En découvrant l’industrie textile dont j’ignorais tout, je n’avais pas prévu d’aborder cette question des écarts entre les riches et les pauvres. J’étais fasciné par l’idée que le vêtement est un produit de première nécessité. N’importe quel être humain a besoin de se vêtir, c’est essentiel. Je me suis retrouvé face à cette ligne de production qui mettait en présence des intervenants de classes sociales différentes, de réalités différentes, des façons de percevoir des avis, des opinions différentes.
Useless et Swimming Out Till The Sea Turns Blue font partie d’une trilogie initiée avec Dong, portrait documentaire d’un peintre au Barrage des Trois Gorges. Observer d’autres artistes au travail est-il une façon de vous questionner sur votre propre pratique, de remettre en perspective la place des films dans la société, comme la styliste de Useless qui dit créer des vêtements « inutiles ».
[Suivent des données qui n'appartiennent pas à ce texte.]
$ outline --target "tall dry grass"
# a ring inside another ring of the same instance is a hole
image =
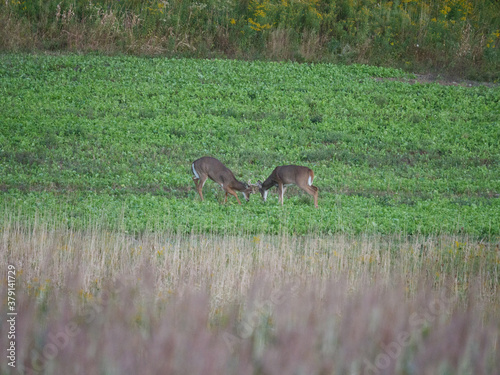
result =
[[[0,267],[17,271],[18,373],[500,368],[498,244],[89,228],[14,218],[1,228]]]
L’inutilité du titre de mon film, il faut la percevoir modérée par une sorte de point d’interrogation ironique. Tout ce qui se passe au fond de nous, tout ce qui nous travaille intérieurement est extrêmement utile selon moi. La création a comme effet de rendre un auteur de plus en plus audacieux et courageux. Dans le contexte actuel de problèmes structurels, environnementaux, économiques, dans un climat de nationalisme exacerbé, je me sens impuissant. Face à tout cela, quand je fais part à travers mes films de la réalité d’une évolution, de problèmes ou de souffrances personnelles, il arrive que je sois perçu comme quelqu’un qui ne respecte pas les gens du pays. Il faut lutter contre cette idée répandue que critiquer ou même observer une réalité difficile serait condescendant. J’aime ce que dit l’auteur japonais Kenzaburo Oé à propos des artistes : ils ont une sensibilité accrue à ce qui se passe et ils sont là pour répercuter des nouvelles dont il faut les laisser parler. Ce qui est important, c’est de ne pas être là pour évaluer combien de personnes reçoivent les informations que nous donnons, mais c’est que ce flux d’information ne soit jamais rompu, qu’il se diffuse en continu.
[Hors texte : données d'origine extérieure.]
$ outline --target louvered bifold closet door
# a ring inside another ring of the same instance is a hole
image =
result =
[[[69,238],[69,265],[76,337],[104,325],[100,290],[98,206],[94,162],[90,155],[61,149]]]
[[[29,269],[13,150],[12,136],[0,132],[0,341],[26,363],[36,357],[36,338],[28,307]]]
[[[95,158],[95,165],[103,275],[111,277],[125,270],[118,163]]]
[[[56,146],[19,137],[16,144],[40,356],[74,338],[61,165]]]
Vous jouez de petits rôles, dans Black Dog de Guan Hu ou encore dans le prochain film de Wei Shujun. Que vous apporte cette expérience et quelle place avez-vous vis à vis de cette nouvelle génération de cinéastes ?
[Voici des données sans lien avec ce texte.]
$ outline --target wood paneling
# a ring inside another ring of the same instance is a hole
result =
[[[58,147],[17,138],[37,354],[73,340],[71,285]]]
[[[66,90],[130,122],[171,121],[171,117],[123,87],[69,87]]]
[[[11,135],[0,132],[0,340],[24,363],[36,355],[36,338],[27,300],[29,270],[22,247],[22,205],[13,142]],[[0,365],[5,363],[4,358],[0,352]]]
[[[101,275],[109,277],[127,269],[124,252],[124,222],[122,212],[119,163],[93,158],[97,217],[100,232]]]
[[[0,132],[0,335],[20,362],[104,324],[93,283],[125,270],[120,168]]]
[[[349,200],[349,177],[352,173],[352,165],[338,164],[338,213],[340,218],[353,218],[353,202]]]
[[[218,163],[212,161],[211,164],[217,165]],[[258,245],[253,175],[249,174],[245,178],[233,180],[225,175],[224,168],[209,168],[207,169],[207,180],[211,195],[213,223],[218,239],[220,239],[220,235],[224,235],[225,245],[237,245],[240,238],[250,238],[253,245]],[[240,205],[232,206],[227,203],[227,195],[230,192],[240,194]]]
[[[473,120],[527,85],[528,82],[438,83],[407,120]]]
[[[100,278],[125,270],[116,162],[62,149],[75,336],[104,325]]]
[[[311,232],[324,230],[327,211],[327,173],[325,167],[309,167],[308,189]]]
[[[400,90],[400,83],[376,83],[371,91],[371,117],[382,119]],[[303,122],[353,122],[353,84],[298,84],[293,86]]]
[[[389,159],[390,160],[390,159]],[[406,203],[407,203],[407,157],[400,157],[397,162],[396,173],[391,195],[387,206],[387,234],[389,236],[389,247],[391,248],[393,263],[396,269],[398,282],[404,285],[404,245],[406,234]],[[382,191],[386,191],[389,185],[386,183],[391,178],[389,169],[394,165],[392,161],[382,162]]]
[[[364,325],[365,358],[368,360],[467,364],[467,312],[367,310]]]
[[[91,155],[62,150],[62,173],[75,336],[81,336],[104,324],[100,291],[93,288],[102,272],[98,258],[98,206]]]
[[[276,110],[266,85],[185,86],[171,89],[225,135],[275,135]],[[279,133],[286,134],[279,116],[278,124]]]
Ce sont plus des apparitions que de véritables rôles. Heureusement, car je suis un très mauvais acteur. Mon vrai problème, c’est que je suis incapable d’apprendre un texte. Quand des amis me sollicitent, j’accepte toujours très volontiers pour le plaisir d’être sur un plateau entre copains. Faire l’acteur me permet aussi de réfléchir de ce point de vue-là et de me questionner sur ce que je demande à mes comédiens dans mes films. Je ne me soucie pas de la place que je peux avoir. Faire des choses qui m’intéressent est mon seul moteur, comme être réalisateur mais aussi faire de la production, créer une école et un festival de cinéma. Un réalisateur est un individu qui fabrique un film, c’est à dire un objet fini, qui sera vu pendant un temps. Ce qui me semble bien plus important, c’est toute la réflexion qui nous anime pendant ce travail long et intense. J’ai envie que l’expérience de ce travail acharné, de cette réflexion sur le monde, serve d’autres projets, plus collectifs, que d’autres générations de cinéastes puisse servir à d’autres. Ce que j’ai envie que les gens pensent de moi, c’est que Jia Zhang-ke est toujours là, avec son indépendance d’expression, la vérité de sa parole et qu’il a toujours la même passion pour le cinéma.
Propos recueillis le 15 avril à Nyon (Suisse) et traduits du chinois par Pascale Wei-Guinot.
Caught By The Tide de Jia Zhang-ke, en salles le 8 janvier 2025.
Cet article a été publié pour la première fois le 18 mai 2024 dans le quotidien AOC.